"Butte is a city where vice is rampant, but it's also a city where you can find anything you want. If you're looking for a good time, you're sure to find it in Butte."
—Anonymous Butte resident
Butte, Montana, is known as one of the most iconic mining towns in American history. However, its mineral wealth came at a price.
Behind Butte's rough-and-tumble legacy lies a darker history.
The Granite Mountain/Speculator Mine disaster of 1917 happened when a cable being lowered to replace burnt-out bulbs sparked a devastating fire.
The fire spread rapidly through the mine and destroyed the wooden support beams.
One hundred sixty-eight people died due to the lethal carbon monoxide gas that the fire produced.
It became Montana's deadliest mining disaster.
The Berkeley Pit symbolizes the dual nature of Butte's mining legacy—transforming from America's largest open-pit copper mine into an environmental catastrophe.
In 1982, it closed down.
After its closure, the pit filled with highly acidic, metal-contaminated water.
The water continues to be a problem to this day, threatening wildlife and some residents of Butte.
In the late 19th century, Butte, Montana, was a notorious rough mining town.
Vice flourished.
Mercury Street became the epicenter of prostitution, gambling, and saloons catering to the men who mined the mines,
City officials periodically faced pressure for reform.
However, they largely tolerated these activities as an economic necessity tied to mining.
Mercury Street's red light district reached its peak in the 1890s.
It had over 300 prostitutes working through the dusty taverns and streets.
The ethnic diversity of Butte in the early 1900s was intense.
Immigrant groups, particularly Finns and Serbians—competed for housing and business opportunities in the Finnish neighborhood known as Finn Town.
These tensions erupted into a violent riot on February 14, 1914.
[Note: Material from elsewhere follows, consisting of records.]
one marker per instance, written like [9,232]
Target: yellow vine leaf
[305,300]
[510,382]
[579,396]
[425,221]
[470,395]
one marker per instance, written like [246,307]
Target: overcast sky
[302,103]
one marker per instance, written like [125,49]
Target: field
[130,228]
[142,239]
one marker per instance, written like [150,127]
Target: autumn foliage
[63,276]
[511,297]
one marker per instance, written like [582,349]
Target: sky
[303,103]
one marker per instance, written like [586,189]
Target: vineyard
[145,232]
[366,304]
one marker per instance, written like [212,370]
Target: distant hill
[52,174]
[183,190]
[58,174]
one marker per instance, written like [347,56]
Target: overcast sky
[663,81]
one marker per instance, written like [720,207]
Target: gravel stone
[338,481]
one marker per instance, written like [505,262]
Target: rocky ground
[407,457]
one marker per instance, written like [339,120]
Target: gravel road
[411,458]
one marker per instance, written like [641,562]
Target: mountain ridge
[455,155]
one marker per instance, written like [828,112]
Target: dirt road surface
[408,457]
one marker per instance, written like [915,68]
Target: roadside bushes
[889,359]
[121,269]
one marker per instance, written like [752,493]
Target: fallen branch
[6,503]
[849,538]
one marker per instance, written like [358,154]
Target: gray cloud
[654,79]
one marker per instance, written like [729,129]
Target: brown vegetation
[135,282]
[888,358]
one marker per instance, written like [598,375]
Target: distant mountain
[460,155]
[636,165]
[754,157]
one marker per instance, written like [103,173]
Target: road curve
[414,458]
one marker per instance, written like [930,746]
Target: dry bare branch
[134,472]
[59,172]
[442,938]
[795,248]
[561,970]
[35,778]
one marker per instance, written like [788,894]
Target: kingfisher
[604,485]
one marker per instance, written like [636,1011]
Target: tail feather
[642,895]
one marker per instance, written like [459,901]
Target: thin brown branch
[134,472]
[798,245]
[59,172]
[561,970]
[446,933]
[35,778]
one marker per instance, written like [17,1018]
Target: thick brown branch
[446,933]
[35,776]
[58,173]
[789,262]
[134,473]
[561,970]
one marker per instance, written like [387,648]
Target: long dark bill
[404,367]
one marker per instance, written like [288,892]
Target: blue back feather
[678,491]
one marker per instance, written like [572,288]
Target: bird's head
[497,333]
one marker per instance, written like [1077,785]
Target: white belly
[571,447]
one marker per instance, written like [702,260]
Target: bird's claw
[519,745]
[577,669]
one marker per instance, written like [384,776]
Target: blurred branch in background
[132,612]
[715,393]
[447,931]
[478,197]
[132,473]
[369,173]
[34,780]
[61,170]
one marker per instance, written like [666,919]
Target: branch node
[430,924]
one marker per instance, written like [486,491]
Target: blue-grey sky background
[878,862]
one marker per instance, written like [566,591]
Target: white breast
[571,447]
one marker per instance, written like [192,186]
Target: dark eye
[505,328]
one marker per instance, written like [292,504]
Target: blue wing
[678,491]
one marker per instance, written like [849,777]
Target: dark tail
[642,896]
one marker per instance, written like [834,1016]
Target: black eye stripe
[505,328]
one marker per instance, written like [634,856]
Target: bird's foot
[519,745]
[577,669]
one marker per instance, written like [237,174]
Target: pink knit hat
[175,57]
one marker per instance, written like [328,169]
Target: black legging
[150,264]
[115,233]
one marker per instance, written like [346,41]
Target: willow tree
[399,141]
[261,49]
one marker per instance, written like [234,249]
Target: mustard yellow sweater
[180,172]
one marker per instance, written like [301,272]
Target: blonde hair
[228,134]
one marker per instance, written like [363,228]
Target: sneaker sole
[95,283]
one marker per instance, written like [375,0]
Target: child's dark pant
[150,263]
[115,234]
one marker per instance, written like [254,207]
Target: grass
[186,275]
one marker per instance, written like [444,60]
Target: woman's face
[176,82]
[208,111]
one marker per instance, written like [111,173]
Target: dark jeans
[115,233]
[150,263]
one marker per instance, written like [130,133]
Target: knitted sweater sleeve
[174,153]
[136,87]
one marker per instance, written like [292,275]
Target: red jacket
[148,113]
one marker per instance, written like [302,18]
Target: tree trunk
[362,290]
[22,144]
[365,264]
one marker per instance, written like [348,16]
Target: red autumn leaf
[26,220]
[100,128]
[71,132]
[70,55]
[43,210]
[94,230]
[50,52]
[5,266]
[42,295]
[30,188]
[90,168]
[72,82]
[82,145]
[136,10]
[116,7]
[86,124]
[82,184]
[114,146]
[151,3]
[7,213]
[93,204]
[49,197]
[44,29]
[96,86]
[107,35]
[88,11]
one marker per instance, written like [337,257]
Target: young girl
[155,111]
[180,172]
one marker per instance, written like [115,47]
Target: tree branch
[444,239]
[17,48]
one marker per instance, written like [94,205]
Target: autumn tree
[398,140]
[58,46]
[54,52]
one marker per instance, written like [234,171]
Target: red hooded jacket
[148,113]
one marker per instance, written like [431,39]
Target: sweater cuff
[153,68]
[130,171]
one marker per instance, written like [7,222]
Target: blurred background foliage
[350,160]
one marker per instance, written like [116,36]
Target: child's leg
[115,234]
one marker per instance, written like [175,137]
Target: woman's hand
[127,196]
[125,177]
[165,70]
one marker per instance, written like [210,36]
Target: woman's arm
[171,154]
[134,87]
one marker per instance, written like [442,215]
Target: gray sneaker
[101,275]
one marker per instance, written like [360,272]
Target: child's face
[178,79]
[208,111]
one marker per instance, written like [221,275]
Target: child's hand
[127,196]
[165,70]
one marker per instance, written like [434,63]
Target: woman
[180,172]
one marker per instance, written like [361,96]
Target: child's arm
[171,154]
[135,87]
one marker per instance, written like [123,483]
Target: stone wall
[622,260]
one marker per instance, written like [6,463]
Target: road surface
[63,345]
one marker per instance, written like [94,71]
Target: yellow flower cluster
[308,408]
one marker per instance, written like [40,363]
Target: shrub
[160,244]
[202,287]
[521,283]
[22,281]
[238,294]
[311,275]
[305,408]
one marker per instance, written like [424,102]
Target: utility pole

The Serbians were enraged during the riot—shooting of one of their own and rampaging through Finn Town attacking Finnish properties—one person died and left lasting trauma/scars on the mining town.
The Anaconda Copper Mining Company dominated Butte, Montana, throughout the 20th century.
The copper company was a powerful dark force that controlled the city's economy, politics, and media.
At the same time, it provided jobs and prosperity to working-class folk.
Not everyone was happy about the economic benefits.
Anaconda's heavy-handed control bred deep resentment among some residents, as they suppressed labor strikes, destroyed neighborhoods for open pit mining, manipulated local politics, and censored media coverage.
The mining over the years has had a devastating environmental and human cost—unregulated industrial operations poisoned the region's water.
Heavy metals had filled the air with toxic smelter fumes.
The city's residents, especially miners, suffered severe health consequences, including:
It would take decades of grassroots activism to begin addressing the problems that these mines created.